City watchdog LA Wood wrote in a November 2000 commentary in the Planet: “It doesn’t take a hydrologist or toxicologist to understand this blunder, just a few facts and a little common sense. The ABCs of real estate say that before a property known to be contaminated is purchased, that either the buyer or the seller requests a Phase One technical site review which … also addresses off-site concerns. Such a study reduces the likelihood of being blindsided and stuck with the cleanup costs, such as those associated with the “newly” discovered toxic plume.” 

He continued, “If the zoning process had been conducted responsibly in 1998, a complete Phase One would have been performed at Harrison, if only to legally affirm the assumptions put forth in the re-zoning of the site for recreational use.” 

The city decided to have the park redesigned above the water table. 

Karen Craig, a member of the Disability Commission, wrote the Berkeley Voice in December 2000: “I do not believe raising the level of concrete will be the answer. Do we want our kids skateboarding in concrete bowls that supposedly cover up contamination?” 

Craig said Doug Fielding, first a lobbyist and then a contractor for the project, should share the blame. 

“Doug Fielding, who convinced the city to okay these parks and playing fields, has the contract to build the park through the Association of Sports Field Users. He still claims the concrete will protect the kids from contamination. I didn’t believe him the first time and I don’t believe him the second,” she wrote. 

The redesigned park held its grand opening Sept. 15, 2002, but was shut down three months later, when city workers again found low levels of chrome 6.  

A city press release announcing the June 7, 2003 re-opening of the park stated: “The city has cleaned and tested the skate park to assure that chrome 6-contaminated-water infiltration occurring last winter will not affect the use of the facility during dry weather ... The city has also retained a geotechnical consulting firm to determine why the groundwater has penetrated the skate park despite a design that should have prevented this situation. In addition, this firm will propose long-term solutions to prevent such an event from happening in the future.” 


Problems continue 

Still, problems persist. While chrome 6 is no longer a problem, Scott Ferris, recreation manager, told the Planet on Friday that he saw the cracks and crevices at the park when he came to work with the city two years ago.  

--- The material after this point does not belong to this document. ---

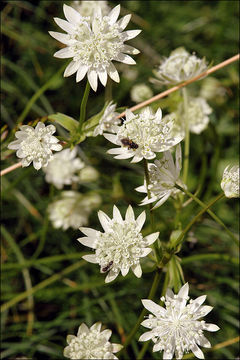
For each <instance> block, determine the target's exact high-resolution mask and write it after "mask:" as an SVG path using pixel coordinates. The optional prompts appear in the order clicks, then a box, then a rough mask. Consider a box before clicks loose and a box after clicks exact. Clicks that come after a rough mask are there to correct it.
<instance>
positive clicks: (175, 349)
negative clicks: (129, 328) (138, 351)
mask: <svg viewBox="0 0 240 360" xmlns="http://www.w3.org/2000/svg"><path fill="white" fill-rule="evenodd" d="M188 291H189V286H188V283H186V284H185V285H184V286H183V287H182V288H181V289H180V291H179V293H178V294H177V295H174V293H173V292H172V290H170V289H168V291H167V293H166V297H162V298H161V300H162V301H163V302H164V303H165V305H166V308H163V307H162V306H160V305H158V304H156V303H155V302H153V301H152V300H148V299H145V300H142V303H143V306H144V307H145V308H146V309H147V310H148V311H150V312H151V313H152V314H153V315H149V317H148V319H146V320H144V321H143V322H142V324H141V325H143V326H145V327H146V328H148V329H150V331H148V332H146V333H144V334H143V335H141V336H140V338H139V341H148V340H150V339H152V340H153V342H154V344H155V345H154V346H153V352H155V351H163V360H170V359H172V358H173V356H174V353H175V356H176V358H177V359H182V357H183V354H184V353H185V352H189V351H192V352H193V353H194V355H195V356H196V357H197V358H199V359H204V355H203V352H202V351H201V350H200V348H199V347H198V345H200V346H203V347H206V348H210V347H211V344H210V342H209V341H208V340H207V339H206V338H205V336H204V335H203V330H207V331H218V330H219V327H218V326H217V325H214V324H207V323H205V321H204V320H201V319H202V318H203V317H204V316H205V315H207V314H208V313H209V312H210V311H211V310H212V307H211V306H206V305H205V306H202V304H203V302H204V301H205V299H206V295H203V296H199V297H198V298H197V299H195V300H190V301H189V304H187V301H188V299H189V296H188Z"/></svg>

“It’s gotten a lot worse in the last two years,” Ferris said, noting that skate-park specialist A.J. Vasconi General Engineering of Concord has a $40,000 contract to work on the park, beginning at the end of the month. That fix will not be permanent—it is expected to last about two years, Ferris said, noting that the funds will come from the Public Works Emergency Fund. 

“We don’t know where the problems are coming from,” Caronna said.  

Toxics Manager Nabil Al Hadithy said he would hazard an educated guess, but underscored that he is not an engineer. 

“The cracking has nothing to do with the ground water,” Al Hadithy told the Planet Friday. It is likely either a faulty design of the structure or the use of poor materials or both, he said, explaining that the ground water should be able to infiltrate the structure without cracking the concrete.  

LA Wood told the Planet Friday that there’s plenty of blame to spread around, but the bottom line is that the city should have had better oversight. 

“This is city government at its worst,” he said.